Pedro, eu sugiro seguir os parâmetros do BIT mas dentro dos limites
das ambiguidades do wiki e (o que eu mais procuro) usando parâmetros
fáceis de medir, que levantem poucos questionamentos.

Veja a definição do wiki sobre motorway e trunk:
http://wiki.openstreetmap.org/wiki/Tag:highway%3Dmotorway
http://wiki.openstreetmap.org/wiki/Tag:highway%3Dtrunk

Motorway: "Use highway=motorway to identify the highest-performance
roads within a territory, typically controlled-access highways with a
minimum of two lanes in each direction separated by a barrier
(referred to as a freeway' in American and Australian English and as
an Autobahn in German)."

Trunk: "Use highway=trunk for high performance roads that don't meet
the requirement for highway=motorway."

Motorway parece bem estabelecido pelo que discutimos antes e concorda
plenamente com o que diz no wiki se acrescentarmos o seu critério de
não haver restrições (cruzamentos, semáforos, etc.) e o meu de
velocidade alta. Corresponde a um tipo de "duplicada" pelo BIT -
aquele em que essas condições se verificam.

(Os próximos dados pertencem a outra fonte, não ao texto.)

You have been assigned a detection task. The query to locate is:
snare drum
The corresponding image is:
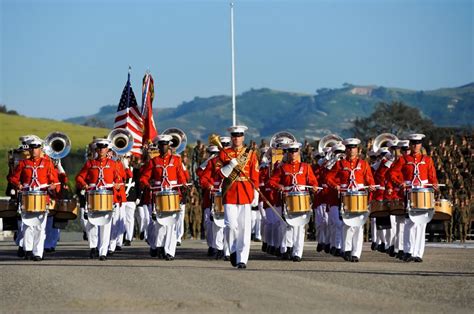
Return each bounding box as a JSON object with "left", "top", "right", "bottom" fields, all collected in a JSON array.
[
  {"left": 0, "top": 199, "right": 17, "bottom": 218},
  {"left": 284, "top": 191, "right": 311, "bottom": 214},
  {"left": 87, "top": 190, "right": 113, "bottom": 212},
  {"left": 369, "top": 200, "right": 389, "bottom": 218},
  {"left": 388, "top": 199, "right": 405, "bottom": 216},
  {"left": 55, "top": 199, "right": 78, "bottom": 220},
  {"left": 409, "top": 187, "right": 434, "bottom": 210},
  {"left": 211, "top": 191, "right": 224, "bottom": 215},
  {"left": 22, "top": 190, "right": 47, "bottom": 213},
  {"left": 154, "top": 190, "right": 180, "bottom": 212},
  {"left": 341, "top": 191, "right": 368, "bottom": 213},
  {"left": 433, "top": 199, "right": 453, "bottom": 221}
]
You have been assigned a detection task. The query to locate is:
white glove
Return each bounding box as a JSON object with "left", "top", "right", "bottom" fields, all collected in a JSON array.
[
  {"left": 251, "top": 190, "right": 259, "bottom": 207},
  {"left": 220, "top": 158, "right": 239, "bottom": 178},
  {"left": 56, "top": 159, "right": 65, "bottom": 174},
  {"left": 122, "top": 157, "right": 130, "bottom": 169}
]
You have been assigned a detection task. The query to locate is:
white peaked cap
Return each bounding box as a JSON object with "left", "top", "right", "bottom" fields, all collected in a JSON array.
[
  {"left": 227, "top": 125, "right": 248, "bottom": 133},
  {"left": 28, "top": 138, "right": 44, "bottom": 146},
  {"left": 93, "top": 138, "right": 111, "bottom": 146},
  {"left": 20, "top": 135, "right": 41, "bottom": 145},
  {"left": 156, "top": 134, "right": 173, "bottom": 142},
  {"left": 219, "top": 136, "right": 231, "bottom": 143},
  {"left": 342, "top": 138, "right": 361, "bottom": 146},
  {"left": 408, "top": 133, "right": 426, "bottom": 141},
  {"left": 397, "top": 140, "right": 410, "bottom": 148},
  {"left": 331, "top": 143, "right": 346, "bottom": 153},
  {"left": 283, "top": 142, "right": 302, "bottom": 150},
  {"left": 207, "top": 145, "right": 219, "bottom": 153},
  {"left": 386, "top": 139, "right": 399, "bottom": 148}
]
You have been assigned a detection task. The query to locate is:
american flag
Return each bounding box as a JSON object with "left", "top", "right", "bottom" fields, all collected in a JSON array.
[
  {"left": 141, "top": 73, "right": 158, "bottom": 144},
  {"left": 114, "top": 70, "right": 144, "bottom": 156}
]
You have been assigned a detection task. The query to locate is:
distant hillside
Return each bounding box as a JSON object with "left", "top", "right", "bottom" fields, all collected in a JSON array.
[
  {"left": 64, "top": 83, "right": 474, "bottom": 142},
  {"left": 0, "top": 113, "right": 109, "bottom": 196}
]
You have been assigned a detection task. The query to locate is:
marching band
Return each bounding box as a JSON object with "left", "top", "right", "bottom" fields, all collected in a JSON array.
[{"left": 2, "top": 125, "right": 454, "bottom": 269}]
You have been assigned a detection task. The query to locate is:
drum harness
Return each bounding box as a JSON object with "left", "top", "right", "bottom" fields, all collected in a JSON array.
[
  {"left": 150, "top": 154, "right": 179, "bottom": 219},
  {"left": 340, "top": 159, "right": 364, "bottom": 214},
  {"left": 281, "top": 163, "right": 304, "bottom": 216},
  {"left": 403, "top": 155, "right": 428, "bottom": 213}
]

Trunk seriam as "duplicadas" do BIT (e nenhuma outra) em que pelo
menos uma dessas condições não se verifica. Pode ser a velocidade,
pode ser os semáforos. Pelo wiki pode ser até a ausência de
duplicação. Eu e o Gerald pensamos que é bom (e provavelmente um
requisito) que seja duplicada e com acostamento para justificar a
importância da via e a segurança necessária para trafegar em
velocidade alta. Se você achar que não é necessário, por favor diga o
por quê para que possamos concordar ou discordar.

A única alternativa que vejo aqui é não diferenciar motorway e trunk,
usar apenas 1 desses tipos (e daí acho que trunk seria o mais
adequado) para corresponder à tudo aquilo que é considerado
"duplicada" no BIT. Mas acho que perdemos uma informação interessante
(sobre a diferença de velocidade) ao fazer isso.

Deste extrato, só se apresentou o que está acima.